Description
Poetry. Bilingual Italian-English Edition. Elisa Biagini is known for her six books of poetry in Italy and for her prize-winning bilingual collection, The Guest in the Wood (Chelsea Editions, 2013). Her striving is to rediscover the reality in each moment, to capture the purity and pain of each experience, and to communicate these hidden things. Alicia Ostriker has said of her work: "In a language that is part dream, part memory, part barbed wire, part a mouth full of teeth and part an ordinary kitchen or bedroom, the poet lures us and snares us. If it were music, Biagini's poetics might be brass, might be the thread of a violin. If it were painting, the pigments would be dark reds and grays, layered, jagged, mazelike." In THE PLANT OF DREAMING, Biagini makes further explorations, and enters into a creative dialogue with Paul Celan and Emily Dickinson.
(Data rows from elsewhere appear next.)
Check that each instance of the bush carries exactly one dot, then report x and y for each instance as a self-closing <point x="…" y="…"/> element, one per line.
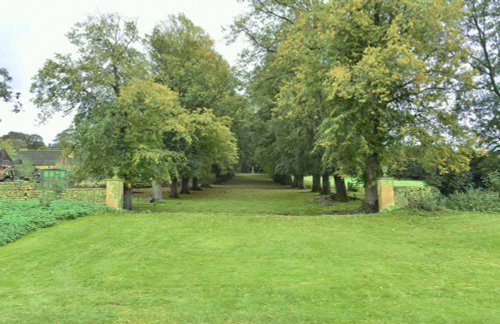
<point x="18" y="218"/>
<point x="426" y="198"/>
<point x="475" y="200"/>
<point x="493" y="181"/>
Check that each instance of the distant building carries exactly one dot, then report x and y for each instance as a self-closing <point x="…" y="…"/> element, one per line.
<point x="45" y="159"/>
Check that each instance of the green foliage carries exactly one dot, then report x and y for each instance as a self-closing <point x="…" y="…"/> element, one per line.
<point x="426" y="198"/>
<point x="129" y="135"/>
<point x="474" y="200"/>
<point x="479" y="105"/>
<point x="184" y="59"/>
<point x="493" y="181"/>
<point x="106" y="59"/>
<point x="6" y="92"/>
<point x="18" y="218"/>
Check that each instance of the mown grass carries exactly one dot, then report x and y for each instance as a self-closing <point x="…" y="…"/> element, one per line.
<point x="192" y="261"/>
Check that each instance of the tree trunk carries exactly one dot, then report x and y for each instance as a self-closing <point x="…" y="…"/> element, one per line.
<point x="157" y="191"/>
<point x="370" y="178"/>
<point x="340" y="189"/>
<point x="205" y="183"/>
<point x="195" y="186"/>
<point x="316" y="183"/>
<point x="127" y="197"/>
<point x="325" y="188"/>
<point x="173" y="188"/>
<point x="300" y="181"/>
<point x="185" y="186"/>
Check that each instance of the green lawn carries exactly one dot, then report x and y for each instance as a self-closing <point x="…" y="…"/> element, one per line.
<point x="230" y="254"/>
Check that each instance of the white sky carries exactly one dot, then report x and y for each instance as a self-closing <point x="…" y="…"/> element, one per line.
<point x="32" y="31"/>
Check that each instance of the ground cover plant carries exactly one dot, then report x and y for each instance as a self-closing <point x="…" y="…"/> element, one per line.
<point x="190" y="260"/>
<point x="18" y="218"/>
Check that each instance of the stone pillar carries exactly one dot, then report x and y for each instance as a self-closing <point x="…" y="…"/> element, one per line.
<point x="114" y="193"/>
<point x="386" y="199"/>
<point x="157" y="190"/>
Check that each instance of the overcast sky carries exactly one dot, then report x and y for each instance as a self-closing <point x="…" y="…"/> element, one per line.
<point x="32" y="31"/>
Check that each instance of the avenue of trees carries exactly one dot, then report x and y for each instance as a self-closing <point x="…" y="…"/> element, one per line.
<point x="340" y="88"/>
<point x="155" y="115"/>
<point x="363" y="88"/>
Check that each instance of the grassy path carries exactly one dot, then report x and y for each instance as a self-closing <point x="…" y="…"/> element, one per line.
<point x="230" y="254"/>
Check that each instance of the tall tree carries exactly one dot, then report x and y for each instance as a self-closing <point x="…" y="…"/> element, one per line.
<point x="183" y="58"/>
<point x="128" y="137"/>
<point x="6" y="92"/>
<point x="105" y="60"/>
<point x="481" y="105"/>
<point x="390" y="78"/>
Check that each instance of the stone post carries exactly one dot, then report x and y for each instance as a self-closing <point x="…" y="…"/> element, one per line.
<point x="114" y="193"/>
<point x="157" y="190"/>
<point x="386" y="199"/>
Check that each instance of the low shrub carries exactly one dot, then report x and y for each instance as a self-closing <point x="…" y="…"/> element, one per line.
<point x="18" y="218"/>
<point x="425" y="198"/>
<point x="474" y="200"/>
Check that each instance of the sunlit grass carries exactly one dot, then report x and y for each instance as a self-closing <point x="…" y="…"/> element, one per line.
<point x="229" y="254"/>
"By disrupting the paths of language, Elisa Biagini creates destinations that are only apparently domestic. Her poems often map cosmic dislocations. You may dive into water and come up in the palm of a hand wondering if you have drowned. Biagini pulls you inside of pain arising from angles festering in light and life. Like the title of one section, 'From a Crack,' dark material and some healing emanate from fissures and small openings."—Wallis Wilde-Menozzi
Author Bio
Elisa Biagini, born in Florence, has lived, studied and taught in the United States. She earned her PhD at Rutgers University and is currently teaching at New York University- Florence. She has translated Louise Glück, Sharon Olds and other American poets into Italian for the anthology Nuovi Poeti Americani (Einaudi, 2006). Her own poetry, both in Italian and English, has appeared in numerous Italian and American journals, including Raritan and Agni. There are six collections of her poetry in Italy, including L'ospite / The Guest (Einaudi, 2004), Nel Bosco / Into the Wood (Einaudi, 2007) and Nell'osso / Into the Bone (Damocle, 2012). Selections from the first two collections were translated by Diana Thow, Sarah Stickney and Eugene Ostashevsky to form the 2013 Chelsea Editions bilingual publication, The Guest in the Wood, which won the Best Translated Book Award for 2014. Her poetry has been translated into a dozen languages, including French, Spanish, German, Russian, Arabic and Chinese. She collaborates with musicians, artists and choreographers and participates in poetry workshops and festivals in Europe and places as far away as Hong Kong.